The Palestinian Authority (PA) based in the West Bank also appears to have rejected a key principle of the Oslo peace paradigm—that of bilateral negotiations under the supervision of the US. Despite a herculean effort by US Secretary of State, John Kerry, to bring the two parties to the negotiating table, in response to the lack of movement towards final status issues and continued settlement expansion (amongst other issues), the Palestinian political elite have withdrawn from negotiations and resumed attempts to ‘internationalise the struggle’ by seeking membership of international organisations such as the United Nations (UN), and signing international treaties such as the Rome Statute, the founding treaty of the International Criminal Court. This change of direction is part of a rethink in the PA and PLO’s strategy rooted in wider discussions and debates. The publication of a document by the Palestine Strategy Study Group (PSSG) in August 2008, the production of which involved many members of the Palestinian political elite (and whose recommendations were studiously discussed at the highest levels of the PA and PLO), showed widespread discontent with the bilateral negotiations framework and suggested ways in which Palestinians could ‘regain the initiative’.

[…]

And yet despite these changes in official Palestinian and Israeli political strategies that signal a deepening of the crisis, donors and the ‘international community’ are reluctant to accept the failure of the Oslo peace paradigm. This political myopia has meant the persistence of a framework that is increasingly divorced from the possibility of a just and sustainable peace. It is also acting as an ideological straitjacket by shutting out alternative interpretations. This special issue seeks a way out of this political and intellectual dead end.
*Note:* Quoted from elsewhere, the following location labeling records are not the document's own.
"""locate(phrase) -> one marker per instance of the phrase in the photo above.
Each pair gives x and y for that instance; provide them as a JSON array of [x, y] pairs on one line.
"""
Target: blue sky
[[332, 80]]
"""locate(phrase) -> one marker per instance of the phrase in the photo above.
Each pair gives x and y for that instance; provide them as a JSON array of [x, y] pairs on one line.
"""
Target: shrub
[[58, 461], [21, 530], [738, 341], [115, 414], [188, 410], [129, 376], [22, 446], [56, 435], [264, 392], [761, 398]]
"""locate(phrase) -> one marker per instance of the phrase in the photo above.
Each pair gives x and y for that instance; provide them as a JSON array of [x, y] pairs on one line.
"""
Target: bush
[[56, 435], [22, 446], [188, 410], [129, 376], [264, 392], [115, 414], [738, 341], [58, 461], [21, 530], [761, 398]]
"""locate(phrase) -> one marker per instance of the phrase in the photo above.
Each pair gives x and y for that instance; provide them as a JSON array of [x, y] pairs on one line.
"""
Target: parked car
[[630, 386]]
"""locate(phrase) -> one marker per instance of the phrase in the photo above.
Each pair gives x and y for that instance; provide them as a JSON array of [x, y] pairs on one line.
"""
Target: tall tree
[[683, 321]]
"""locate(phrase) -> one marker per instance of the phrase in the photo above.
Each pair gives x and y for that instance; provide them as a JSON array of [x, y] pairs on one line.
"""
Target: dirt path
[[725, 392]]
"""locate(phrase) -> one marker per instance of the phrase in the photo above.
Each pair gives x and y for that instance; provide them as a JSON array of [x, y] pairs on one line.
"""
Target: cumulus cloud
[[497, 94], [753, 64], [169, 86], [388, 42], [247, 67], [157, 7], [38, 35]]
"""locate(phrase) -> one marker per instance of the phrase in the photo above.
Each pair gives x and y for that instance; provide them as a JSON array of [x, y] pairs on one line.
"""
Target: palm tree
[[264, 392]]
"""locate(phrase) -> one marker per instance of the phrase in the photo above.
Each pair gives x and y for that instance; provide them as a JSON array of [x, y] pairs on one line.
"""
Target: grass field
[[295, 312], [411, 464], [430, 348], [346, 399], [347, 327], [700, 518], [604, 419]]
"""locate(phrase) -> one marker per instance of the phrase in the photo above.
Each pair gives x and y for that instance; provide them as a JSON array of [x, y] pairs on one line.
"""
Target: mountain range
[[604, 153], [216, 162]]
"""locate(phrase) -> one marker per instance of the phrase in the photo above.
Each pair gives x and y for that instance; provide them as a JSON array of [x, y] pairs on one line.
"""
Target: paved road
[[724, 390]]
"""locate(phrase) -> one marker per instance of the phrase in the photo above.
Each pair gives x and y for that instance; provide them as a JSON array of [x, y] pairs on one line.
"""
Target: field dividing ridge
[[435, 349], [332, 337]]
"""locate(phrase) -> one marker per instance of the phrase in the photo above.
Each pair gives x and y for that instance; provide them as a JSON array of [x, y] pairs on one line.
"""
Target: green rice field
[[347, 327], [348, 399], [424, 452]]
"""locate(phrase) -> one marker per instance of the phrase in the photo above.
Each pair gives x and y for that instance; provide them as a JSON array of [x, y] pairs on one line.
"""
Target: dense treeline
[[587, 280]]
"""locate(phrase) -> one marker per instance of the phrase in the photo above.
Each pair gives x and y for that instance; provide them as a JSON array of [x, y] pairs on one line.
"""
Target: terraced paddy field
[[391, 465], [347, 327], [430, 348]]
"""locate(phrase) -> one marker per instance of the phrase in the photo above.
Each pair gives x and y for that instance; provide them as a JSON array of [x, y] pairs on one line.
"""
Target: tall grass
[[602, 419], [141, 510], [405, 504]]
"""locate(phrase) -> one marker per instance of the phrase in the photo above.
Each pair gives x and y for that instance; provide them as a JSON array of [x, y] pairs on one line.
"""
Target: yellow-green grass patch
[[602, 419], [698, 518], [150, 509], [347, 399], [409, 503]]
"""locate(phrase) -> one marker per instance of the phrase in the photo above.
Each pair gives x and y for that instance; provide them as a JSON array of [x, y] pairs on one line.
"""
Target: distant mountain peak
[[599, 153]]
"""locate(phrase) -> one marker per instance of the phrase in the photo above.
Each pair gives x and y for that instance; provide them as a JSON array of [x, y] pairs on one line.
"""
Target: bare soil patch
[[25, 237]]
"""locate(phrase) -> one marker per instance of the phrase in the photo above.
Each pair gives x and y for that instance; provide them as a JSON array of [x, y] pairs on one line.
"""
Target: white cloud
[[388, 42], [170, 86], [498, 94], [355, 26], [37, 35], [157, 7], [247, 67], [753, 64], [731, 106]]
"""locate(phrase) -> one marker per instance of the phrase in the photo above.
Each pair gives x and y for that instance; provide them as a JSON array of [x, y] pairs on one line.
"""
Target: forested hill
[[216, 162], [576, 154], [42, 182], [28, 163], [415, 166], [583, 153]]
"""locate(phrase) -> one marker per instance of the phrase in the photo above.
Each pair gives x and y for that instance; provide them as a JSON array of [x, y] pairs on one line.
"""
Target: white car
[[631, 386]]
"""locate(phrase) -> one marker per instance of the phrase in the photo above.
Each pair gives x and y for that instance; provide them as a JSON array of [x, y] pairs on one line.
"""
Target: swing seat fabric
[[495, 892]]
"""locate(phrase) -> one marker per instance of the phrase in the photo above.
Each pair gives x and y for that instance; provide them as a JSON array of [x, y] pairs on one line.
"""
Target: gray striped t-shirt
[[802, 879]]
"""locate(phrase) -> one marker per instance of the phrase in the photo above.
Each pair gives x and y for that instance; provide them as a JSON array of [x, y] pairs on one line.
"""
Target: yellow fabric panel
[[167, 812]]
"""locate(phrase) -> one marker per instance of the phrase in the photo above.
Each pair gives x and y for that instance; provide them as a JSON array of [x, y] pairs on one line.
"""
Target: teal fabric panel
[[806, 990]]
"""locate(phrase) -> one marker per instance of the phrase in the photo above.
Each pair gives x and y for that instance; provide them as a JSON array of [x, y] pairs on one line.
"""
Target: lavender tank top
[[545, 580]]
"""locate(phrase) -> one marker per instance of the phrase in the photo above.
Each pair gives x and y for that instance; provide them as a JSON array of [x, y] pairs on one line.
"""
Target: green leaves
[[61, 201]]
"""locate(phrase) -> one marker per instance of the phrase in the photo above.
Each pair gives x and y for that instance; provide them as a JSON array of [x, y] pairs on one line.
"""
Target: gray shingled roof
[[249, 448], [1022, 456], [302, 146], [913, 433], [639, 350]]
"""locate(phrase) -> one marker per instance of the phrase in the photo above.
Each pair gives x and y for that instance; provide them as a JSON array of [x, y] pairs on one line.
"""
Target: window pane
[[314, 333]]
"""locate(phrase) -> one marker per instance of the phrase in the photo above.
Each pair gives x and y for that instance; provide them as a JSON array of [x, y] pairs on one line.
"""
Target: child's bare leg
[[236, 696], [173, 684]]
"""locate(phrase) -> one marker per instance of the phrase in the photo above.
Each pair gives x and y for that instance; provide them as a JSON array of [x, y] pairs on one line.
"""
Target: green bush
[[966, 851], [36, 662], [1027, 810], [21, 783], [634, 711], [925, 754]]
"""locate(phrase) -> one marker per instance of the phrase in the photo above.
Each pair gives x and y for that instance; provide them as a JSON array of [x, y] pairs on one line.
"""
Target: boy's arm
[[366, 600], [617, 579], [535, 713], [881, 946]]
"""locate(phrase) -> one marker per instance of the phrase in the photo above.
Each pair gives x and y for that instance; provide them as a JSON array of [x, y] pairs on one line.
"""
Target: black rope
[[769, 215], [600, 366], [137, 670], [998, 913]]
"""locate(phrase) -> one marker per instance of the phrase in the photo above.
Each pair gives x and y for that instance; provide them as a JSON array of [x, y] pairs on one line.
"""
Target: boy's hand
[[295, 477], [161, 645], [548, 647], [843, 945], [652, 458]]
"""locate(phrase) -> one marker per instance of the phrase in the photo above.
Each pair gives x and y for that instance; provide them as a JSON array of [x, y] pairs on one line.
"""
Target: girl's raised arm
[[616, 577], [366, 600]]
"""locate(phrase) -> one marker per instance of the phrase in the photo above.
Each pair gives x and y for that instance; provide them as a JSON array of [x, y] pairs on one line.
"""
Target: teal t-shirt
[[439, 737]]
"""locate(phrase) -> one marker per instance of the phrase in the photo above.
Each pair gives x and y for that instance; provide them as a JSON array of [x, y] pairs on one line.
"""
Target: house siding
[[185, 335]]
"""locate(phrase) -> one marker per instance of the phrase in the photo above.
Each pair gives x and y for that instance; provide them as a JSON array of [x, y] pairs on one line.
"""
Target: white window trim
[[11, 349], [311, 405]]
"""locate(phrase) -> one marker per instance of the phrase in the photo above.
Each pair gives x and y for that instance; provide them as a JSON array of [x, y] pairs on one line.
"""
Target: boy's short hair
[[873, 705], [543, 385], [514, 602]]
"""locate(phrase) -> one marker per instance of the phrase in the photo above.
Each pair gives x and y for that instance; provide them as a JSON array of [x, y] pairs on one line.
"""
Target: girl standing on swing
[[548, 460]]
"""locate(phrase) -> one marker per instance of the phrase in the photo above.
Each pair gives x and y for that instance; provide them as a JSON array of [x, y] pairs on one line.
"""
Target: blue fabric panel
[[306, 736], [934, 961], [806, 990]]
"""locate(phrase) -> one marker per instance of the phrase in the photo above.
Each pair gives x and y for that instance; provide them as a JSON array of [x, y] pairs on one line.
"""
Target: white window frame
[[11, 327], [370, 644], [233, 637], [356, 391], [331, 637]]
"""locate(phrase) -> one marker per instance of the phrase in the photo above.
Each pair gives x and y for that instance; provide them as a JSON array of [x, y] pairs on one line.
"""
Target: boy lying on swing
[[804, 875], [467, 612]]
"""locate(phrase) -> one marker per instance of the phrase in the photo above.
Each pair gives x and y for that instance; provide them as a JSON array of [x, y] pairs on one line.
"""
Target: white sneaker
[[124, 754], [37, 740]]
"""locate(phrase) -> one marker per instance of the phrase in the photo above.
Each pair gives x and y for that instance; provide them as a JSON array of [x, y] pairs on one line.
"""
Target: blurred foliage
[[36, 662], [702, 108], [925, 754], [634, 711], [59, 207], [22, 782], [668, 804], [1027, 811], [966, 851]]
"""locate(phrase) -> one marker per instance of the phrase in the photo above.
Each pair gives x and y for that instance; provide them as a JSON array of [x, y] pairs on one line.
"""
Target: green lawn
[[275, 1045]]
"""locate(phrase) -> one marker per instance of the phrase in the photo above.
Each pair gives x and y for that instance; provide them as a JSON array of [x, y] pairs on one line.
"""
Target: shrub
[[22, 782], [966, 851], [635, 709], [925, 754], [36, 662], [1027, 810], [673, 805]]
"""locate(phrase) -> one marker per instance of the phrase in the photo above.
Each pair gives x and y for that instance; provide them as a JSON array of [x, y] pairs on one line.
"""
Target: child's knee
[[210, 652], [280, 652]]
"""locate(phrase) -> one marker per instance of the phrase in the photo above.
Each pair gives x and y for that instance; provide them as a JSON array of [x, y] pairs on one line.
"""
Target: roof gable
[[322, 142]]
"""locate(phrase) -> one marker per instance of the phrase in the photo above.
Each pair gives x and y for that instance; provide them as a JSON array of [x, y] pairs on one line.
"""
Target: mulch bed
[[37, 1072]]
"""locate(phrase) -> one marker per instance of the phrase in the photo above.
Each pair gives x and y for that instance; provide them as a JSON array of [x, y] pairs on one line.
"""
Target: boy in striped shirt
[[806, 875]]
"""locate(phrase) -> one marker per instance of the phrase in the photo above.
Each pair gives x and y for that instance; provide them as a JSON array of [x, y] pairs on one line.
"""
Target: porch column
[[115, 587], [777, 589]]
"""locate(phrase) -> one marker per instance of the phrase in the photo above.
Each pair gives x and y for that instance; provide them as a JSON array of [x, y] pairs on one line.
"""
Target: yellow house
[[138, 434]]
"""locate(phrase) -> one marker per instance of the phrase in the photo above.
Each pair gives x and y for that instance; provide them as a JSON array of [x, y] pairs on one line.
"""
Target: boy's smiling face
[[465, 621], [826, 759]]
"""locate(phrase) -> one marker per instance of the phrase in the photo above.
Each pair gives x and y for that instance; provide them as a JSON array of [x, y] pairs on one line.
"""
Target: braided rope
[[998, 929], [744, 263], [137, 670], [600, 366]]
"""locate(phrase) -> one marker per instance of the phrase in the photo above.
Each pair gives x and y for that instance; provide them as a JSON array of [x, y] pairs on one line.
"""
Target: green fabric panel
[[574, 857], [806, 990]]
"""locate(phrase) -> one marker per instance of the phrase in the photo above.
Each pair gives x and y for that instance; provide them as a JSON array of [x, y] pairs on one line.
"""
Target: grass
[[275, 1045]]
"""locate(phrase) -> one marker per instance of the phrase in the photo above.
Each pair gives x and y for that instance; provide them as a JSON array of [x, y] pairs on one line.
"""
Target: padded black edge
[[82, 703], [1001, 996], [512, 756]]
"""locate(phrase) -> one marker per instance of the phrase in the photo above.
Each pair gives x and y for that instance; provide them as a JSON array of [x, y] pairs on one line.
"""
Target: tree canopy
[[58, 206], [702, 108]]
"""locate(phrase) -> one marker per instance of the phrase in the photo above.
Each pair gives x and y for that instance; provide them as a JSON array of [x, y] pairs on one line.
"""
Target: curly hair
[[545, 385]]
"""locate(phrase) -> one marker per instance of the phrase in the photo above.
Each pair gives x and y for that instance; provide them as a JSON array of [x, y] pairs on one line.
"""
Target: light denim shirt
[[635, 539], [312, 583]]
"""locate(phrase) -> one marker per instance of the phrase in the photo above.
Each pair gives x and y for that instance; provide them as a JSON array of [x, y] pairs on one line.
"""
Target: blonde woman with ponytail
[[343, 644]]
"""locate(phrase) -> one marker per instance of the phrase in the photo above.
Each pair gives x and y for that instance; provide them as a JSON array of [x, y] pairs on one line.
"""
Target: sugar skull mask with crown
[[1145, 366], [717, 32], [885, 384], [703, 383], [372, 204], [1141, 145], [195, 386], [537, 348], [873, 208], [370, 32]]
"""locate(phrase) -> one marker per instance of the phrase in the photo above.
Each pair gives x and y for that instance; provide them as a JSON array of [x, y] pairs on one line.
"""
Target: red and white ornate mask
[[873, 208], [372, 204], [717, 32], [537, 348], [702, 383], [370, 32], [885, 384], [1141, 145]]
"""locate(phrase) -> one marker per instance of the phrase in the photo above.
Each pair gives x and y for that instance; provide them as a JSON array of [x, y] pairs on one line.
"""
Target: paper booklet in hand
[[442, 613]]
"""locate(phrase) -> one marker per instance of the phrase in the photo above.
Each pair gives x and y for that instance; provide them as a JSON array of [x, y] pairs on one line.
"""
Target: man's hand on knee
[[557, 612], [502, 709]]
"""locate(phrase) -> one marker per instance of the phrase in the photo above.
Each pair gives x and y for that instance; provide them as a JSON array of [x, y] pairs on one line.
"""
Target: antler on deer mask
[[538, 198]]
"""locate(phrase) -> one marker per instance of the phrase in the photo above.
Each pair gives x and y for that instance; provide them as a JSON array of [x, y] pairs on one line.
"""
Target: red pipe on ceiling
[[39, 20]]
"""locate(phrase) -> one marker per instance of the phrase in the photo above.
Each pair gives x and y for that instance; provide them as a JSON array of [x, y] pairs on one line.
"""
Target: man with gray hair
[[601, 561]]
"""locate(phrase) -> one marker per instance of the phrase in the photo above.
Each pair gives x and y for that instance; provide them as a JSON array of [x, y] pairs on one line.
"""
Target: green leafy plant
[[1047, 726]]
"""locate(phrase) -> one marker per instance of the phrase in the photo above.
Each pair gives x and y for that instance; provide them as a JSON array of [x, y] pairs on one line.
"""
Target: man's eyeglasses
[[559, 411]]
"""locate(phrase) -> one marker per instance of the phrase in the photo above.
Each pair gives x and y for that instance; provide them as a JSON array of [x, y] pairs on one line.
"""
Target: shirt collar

In pursuit of this, our various contributions undertake what we regard to be two key tasks: first, to critically analyse the perceptions underpinning the Oslo paradigm and the transformations instituted by its implementation; and second, to assess some alternative ways of understanding the situation rooted in new strategies of resistance that have emerged in the context of these transformations in the post-Oslo landscape.

[…]

Taken as a whole, the articles in this special issue aim to ignite conversations on the conflict that are not based within abstracted debates that centre upon the peace process itself—but that begin from within the realities and geographies of both the continually transforming land of Palestine-Israel and the voices, struggles, worldviews and imaginings of the future of the people who presently inhabit it. For it is by highlighting these transformations, and from within these points of beginning, that we believe more hopeful pathways for alternative ways forward can be collectively imagined, articulated, debated and built.